Gregory, who has been living on his parents' Fauquier County farm since his acquittal, could not be reached for comment.
Three weeks ago, a jury in rural Westmoreland County, 75 miles south of Washington, acquitted Gregory of trying to murder his estranged wife after he found her making love with LaBove, who was then his business partner.
That trial, which had been moved from Loudoun at the request of the defense, marked the second time Gregory had been tried for attempted murder. In December 1980 Gregory was convicted by a jury. That verdict was later voided after Judge Penn agreed with defense attorneys that he had improperly prevented a psychiatrist from testifying.

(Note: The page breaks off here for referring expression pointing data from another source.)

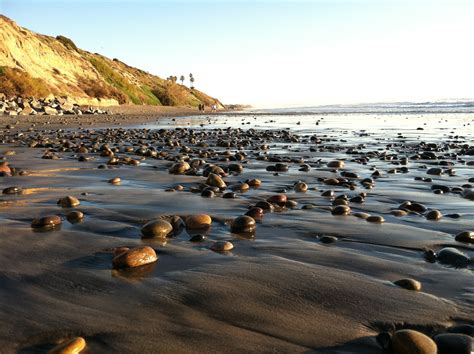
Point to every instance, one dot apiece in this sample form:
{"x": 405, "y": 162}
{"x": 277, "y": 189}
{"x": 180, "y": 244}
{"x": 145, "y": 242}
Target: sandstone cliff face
{"x": 87, "y": 78}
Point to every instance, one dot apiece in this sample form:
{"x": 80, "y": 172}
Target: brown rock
{"x": 71, "y": 346}
{"x": 46, "y": 223}
{"x": 135, "y": 257}
{"x": 157, "y": 228}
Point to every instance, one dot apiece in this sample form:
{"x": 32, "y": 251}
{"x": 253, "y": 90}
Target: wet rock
{"x": 70, "y": 346}
{"x": 465, "y": 236}
{"x": 450, "y": 343}
{"x": 361, "y": 215}
{"x": 254, "y": 182}
{"x": 300, "y": 187}
{"x": 179, "y": 168}
{"x": 199, "y": 221}
{"x": 158, "y": 228}
{"x": 336, "y": 164}
{"x": 407, "y": 341}
{"x": 243, "y": 224}
{"x": 266, "y": 206}
{"x": 434, "y": 215}
{"x": 398, "y": 213}
{"x": 229, "y": 195}
{"x": 376, "y": 219}
{"x": 452, "y": 256}
{"x": 46, "y": 223}
{"x": 69, "y": 202}
{"x": 222, "y": 246}
{"x": 409, "y": 284}
{"x": 135, "y": 257}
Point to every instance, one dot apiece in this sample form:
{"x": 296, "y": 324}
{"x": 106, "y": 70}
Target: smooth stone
{"x": 69, "y": 202}
{"x": 266, "y": 206}
{"x": 254, "y": 182}
{"x": 199, "y": 221}
{"x": 407, "y": 341}
{"x": 135, "y": 257}
{"x": 335, "y": 164}
{"x": 465, "y": 236}
{"x": 398, "y": 213}
{"x": 215, "y": 181}
{"x": 328, "y": 193}
{"x": 409, "y": 284}
{"x": 434, "y": 215}
{"x": 179, "y": 168}
{"x": 278, "y": 199}
{"x": 300, "y": 187}
{"x": 157, "y": 228}
{"x": 75, "y": 216}
{"x": 229, "y": 195}
{"x": 452, "y": 256}
{"x": 341, "y": 210}
{"x": 376, "y": 219}
{"x": 222, "y": 246}
{"x": 71, "y": 346}
{"x": 242, "y": 187}
{"x": 12, "y": 190}
{"x": 197, "y": 238}
{"x": 243, "y": 224}
{"x": 115, "y": 180}
{"x": 46, "y": 222}
{"x": 454, "y": 343}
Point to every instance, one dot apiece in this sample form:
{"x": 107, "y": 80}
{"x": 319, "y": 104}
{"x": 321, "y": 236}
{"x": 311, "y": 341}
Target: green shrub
{"x": 15, "y": 82}
{"x": 69, "y": 44}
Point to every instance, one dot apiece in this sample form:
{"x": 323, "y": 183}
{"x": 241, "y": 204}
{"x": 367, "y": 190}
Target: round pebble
{"x": 47, "y": 222}
{"x": 135, "y": 257}
{"x": 407, "y": 341}
{"x": 243, "y": 224}
{"x": 198, "y": 221}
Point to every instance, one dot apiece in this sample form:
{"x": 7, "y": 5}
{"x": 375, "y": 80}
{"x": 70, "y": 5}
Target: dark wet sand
{"x": 283, "y": 290}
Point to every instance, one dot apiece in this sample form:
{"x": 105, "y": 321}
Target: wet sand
{"x": 283, "y": 288}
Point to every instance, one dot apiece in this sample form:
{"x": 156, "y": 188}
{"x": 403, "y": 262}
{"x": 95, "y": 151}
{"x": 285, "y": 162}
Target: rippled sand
{"x": 283, "y": 290}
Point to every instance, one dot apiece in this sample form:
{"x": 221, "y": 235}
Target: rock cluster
{"x": 46, "y": 106}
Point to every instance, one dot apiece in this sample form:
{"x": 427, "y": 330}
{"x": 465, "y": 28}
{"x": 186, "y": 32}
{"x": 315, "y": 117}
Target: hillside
{"x": 32, "y": 64}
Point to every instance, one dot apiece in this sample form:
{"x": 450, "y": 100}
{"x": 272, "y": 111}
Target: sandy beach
{"x": 349, "y": 205}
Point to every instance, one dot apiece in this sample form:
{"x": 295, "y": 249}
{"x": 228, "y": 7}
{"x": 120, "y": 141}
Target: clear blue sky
{"x": 270, "y": 53}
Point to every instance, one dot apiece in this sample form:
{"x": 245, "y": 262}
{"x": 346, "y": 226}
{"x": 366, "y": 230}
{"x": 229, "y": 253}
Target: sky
{"x": 278, "y": 53}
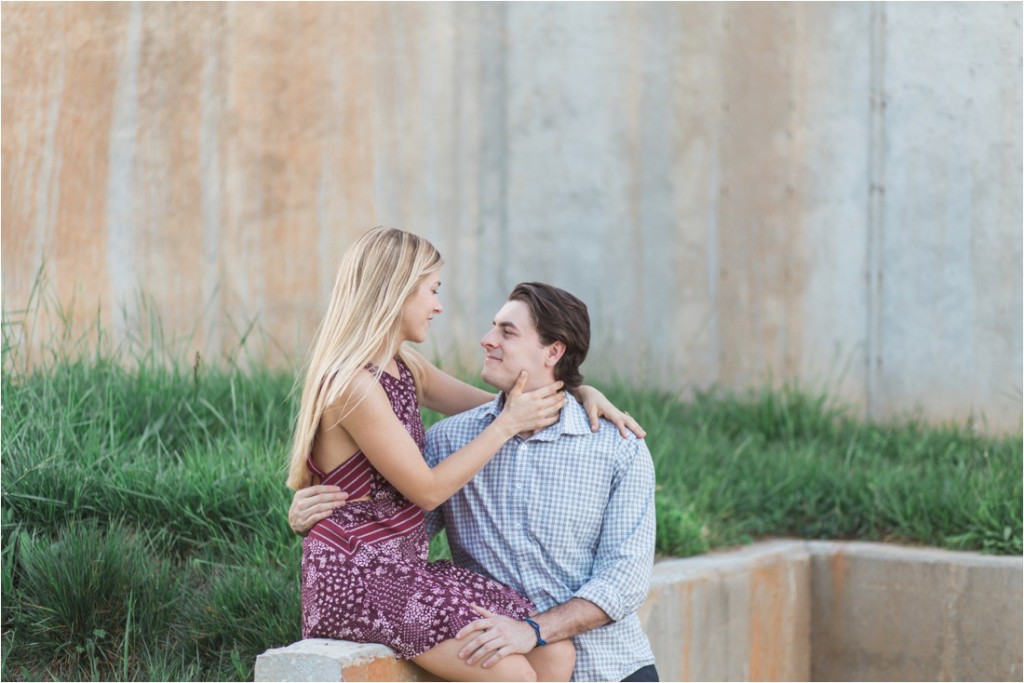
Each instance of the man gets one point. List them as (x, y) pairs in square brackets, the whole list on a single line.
[(565, 516)]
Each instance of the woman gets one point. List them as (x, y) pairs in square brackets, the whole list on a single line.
[(365, 574)]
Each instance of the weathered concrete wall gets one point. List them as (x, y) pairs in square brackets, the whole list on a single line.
[(886, 613), (785, 610), (821, 191)]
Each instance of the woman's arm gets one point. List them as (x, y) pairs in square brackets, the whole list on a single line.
[(450, 395), (444, 393), (386, 443)]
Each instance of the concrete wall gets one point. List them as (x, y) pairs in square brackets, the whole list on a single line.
[(786, 610), (822, 191)]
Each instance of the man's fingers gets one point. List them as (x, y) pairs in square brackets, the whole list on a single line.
[(480, 610)]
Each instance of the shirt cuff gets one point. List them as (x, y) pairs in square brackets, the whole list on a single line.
[(604, 596)]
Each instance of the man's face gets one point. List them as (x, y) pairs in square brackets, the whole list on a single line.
[(513, 345)]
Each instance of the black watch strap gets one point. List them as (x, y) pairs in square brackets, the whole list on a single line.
[(537, 630)]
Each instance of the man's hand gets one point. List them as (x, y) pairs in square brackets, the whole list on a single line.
[(311, 505), (497, 637)]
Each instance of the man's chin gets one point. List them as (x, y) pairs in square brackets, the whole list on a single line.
[(495, 382)]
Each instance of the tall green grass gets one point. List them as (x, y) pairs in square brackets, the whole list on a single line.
[(143, 511)]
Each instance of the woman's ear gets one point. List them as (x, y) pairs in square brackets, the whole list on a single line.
[(555, 353)]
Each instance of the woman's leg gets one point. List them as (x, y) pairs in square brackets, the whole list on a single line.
[(442, 660), (554, 662)]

Defense attorneys claimed Gregory was temporarily insane and therefore innocent. According to testimony, Gregory followed LaBove--well-known in Middleburg as a womanizer--and Dana from a dinner party, took a .45-caliber pistol from the glove compartment of his pickup truck and peered in the window of LaBove's cottage. He then entered the house, opened the bedroom door and announced, "I'm going to kill you, b----!"
Dana fled naked to a nearby house and plunged both arms through a glass door seeking refuge. LaBove was found dead with three bullet wounds in the chest.